KubernetesEdge ComputingCI/CD

Scaling Edge Inference: Deploying Tiny LLMs with k3s on Raspberry Pi Clusters

uuntied

2026-01-25

10 min read

Practical guide to scale tiny LLMs on Raspberry Pi 5 with k3s: orchestration, storage, device plugins, autoscaling, and CI-driven model updates.

Hook: Turn your Raspberry Pi 5 farm into a horizontally scalable inference cluster

Pain point: Development teams struggle to deploy and update generative AI models at the edge because devices are heterogeneous, updates are brittle, and orchestration tools are too heavyweight for tiny devices. In 2026, you can build a repeatable, production-grade edge inference platform by combining k3s, Raspberry Pi 5 nodes (with new NPUs like the AI HAT+ 2), and a GitOps CI workflow for model delivery.

Executive summary — most important first

This guide shows how to cluster Raspberry Pi 5 devices using k3s to horizontally scale small LLM inference workloads. You'll get concrete, actionable advice for: packing tiny LLMs into efficient containers, choosing reliable storage (local SSDs + replicated block storage), scheduling NPUs with device plugins, autoscaling using HPA + KEDA, and implementing a CI -> artifact store -> GitOps pipeline for safe model updates and canary rollouts. The patterns below are based on real-world constraints seen in late 2025 and early 2026: improved ARM-optimized quantized models, the emergence of affordable NPUs for Pi 5 (AI HAT+ 2), and wider adoption of GitOps on the edge.

Why this matters in 2026

Edge inference is moving from proof-of-concept to production: models optimized for ARM and new tiny-NPU boards (AI HAT+ 2 and successors) make on-device generative AI viable. Teams want predictable performance and low-latency inference while avoiding cloud vendor lock-in and network costs. k3s remains the best lightweight Kubernetes for constrained nodes, providing fast bootstrap, ARM container runtime support, and plug-in compatibility for device scheduling and storage.

Topline trends

Quantized tiny LLMs (2–4 bit) and GGML-style runtimes have matured for ARM CPUs and NPUs (late 2025 improvements). For hands-on Pi 5 LLMs and pocket inference nodes see Run Local LLMs on a Raspberry Pi 5.
Affordable NPUs on Pi 5 boards unlock local acceleration; device plugins and vendor drivers are now stable enough for production.
GitOps and model registries are standard practice for managing large artifacts at the edge.

"Edge-first deployments need orchestration that respects constrained hardware — k3s plus containerized tiny LLM runtimes give us that control."

Architecture overview

High-level components you will deploy:

k3s control plane — one or two control nodes (can be Pi-class or a small x86 host).
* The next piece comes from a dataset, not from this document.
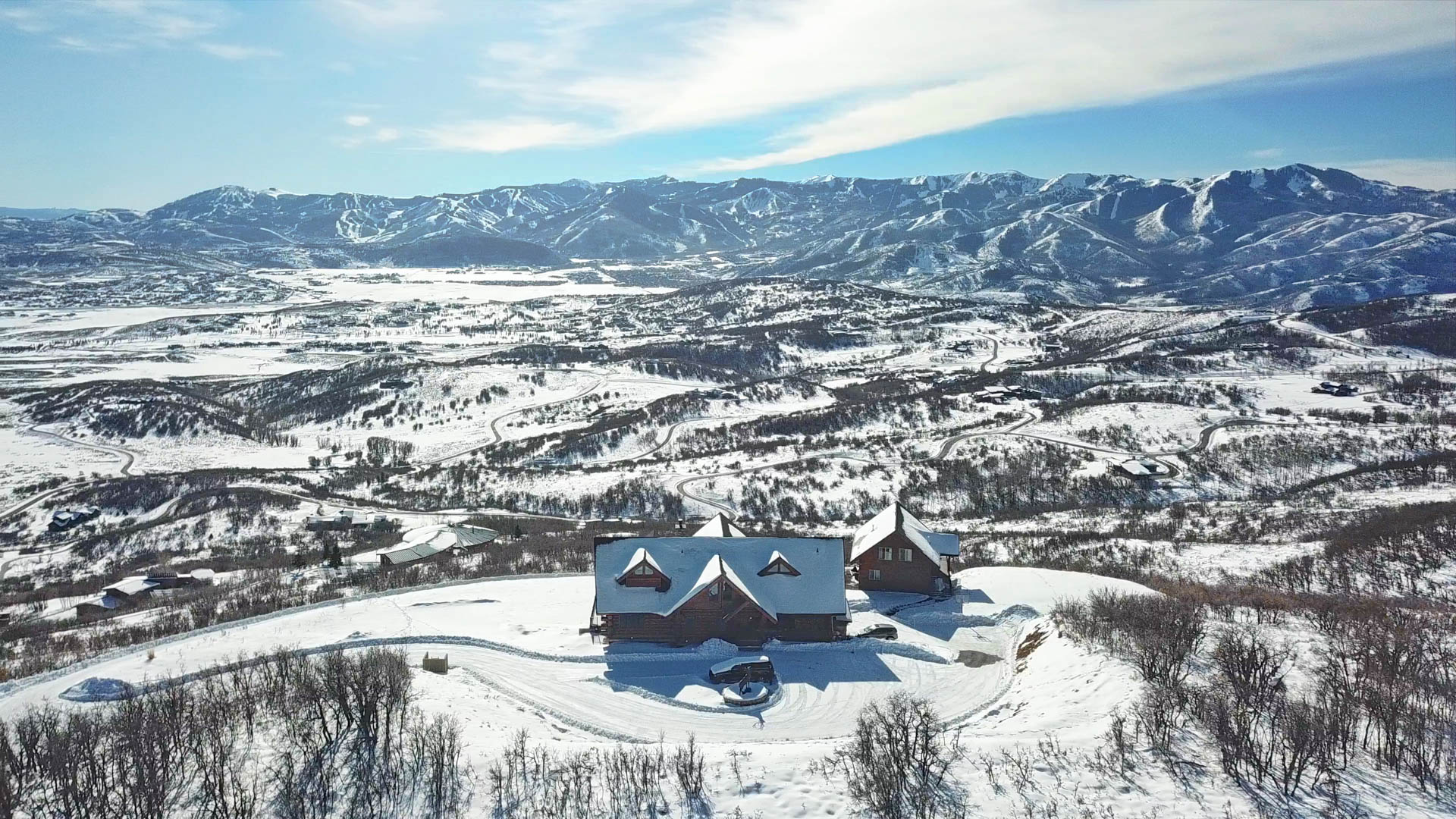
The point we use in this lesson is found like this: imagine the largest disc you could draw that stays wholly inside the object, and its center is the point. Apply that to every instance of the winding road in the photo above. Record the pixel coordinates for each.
(126, 455)
(682, 485)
Use external etcd for HA or k3s embedded datastore for small setups.
Worker pool — Raspberry Pi 5 nodes with attached SSDs and optional AI HAT+ 2 NPUs.
Model artifact store — S3-compatible (MinIO) or OCI registry with ORAS for model blobs; for edge storage patterns see Edge Storage for Small SaaS.
Ingress & LB — Traefik (built-in) or MetalLB for external IPs.
CI/GitOps — CI pipelines that produce quantized model artifacts and GitOps agent (Argo CD or Flux) to deploy model updates. If you want orchestration context beyond k3s, review lightweight orchestrators and automation tooling like FlowWeave.
Monitoring — Prometheus + Grafana, node-exporter, and custom metrics exporter for inference latency and request queue depth.
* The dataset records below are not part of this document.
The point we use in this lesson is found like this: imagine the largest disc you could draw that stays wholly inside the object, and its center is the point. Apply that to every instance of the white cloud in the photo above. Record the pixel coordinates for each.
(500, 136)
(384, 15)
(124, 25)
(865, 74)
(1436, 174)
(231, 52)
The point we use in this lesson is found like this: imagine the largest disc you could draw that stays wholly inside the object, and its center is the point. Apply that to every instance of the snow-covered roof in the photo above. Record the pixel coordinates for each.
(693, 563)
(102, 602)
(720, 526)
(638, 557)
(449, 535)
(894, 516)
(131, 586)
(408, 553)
Hardware & storage recommendations

Raspberry Pi 5 is a significant step up in CPU and I/O; combine that with SSDs for model storage and you avoid microSD wear-out and I/O bottlenecks.

Node hardware

Use Raspberry Pi 5 with at least 8GB RAM for heavier quantized models; 4GB is ok for tiny tasks. See the Pi 5 LLM guide: Run Local LLMs on a Raspberry Pi 5.
Attach a USB3/PCIe NVMe SSD for the OS and model cache — prefer booting from SSD where possible. Edge storage guidance is available at Edge Storage for Small SaaS.
Consider AI HAT+ 2 (late 2025 hardware) if you need NPU acceleration; ensure vendor drivers are container-compatible.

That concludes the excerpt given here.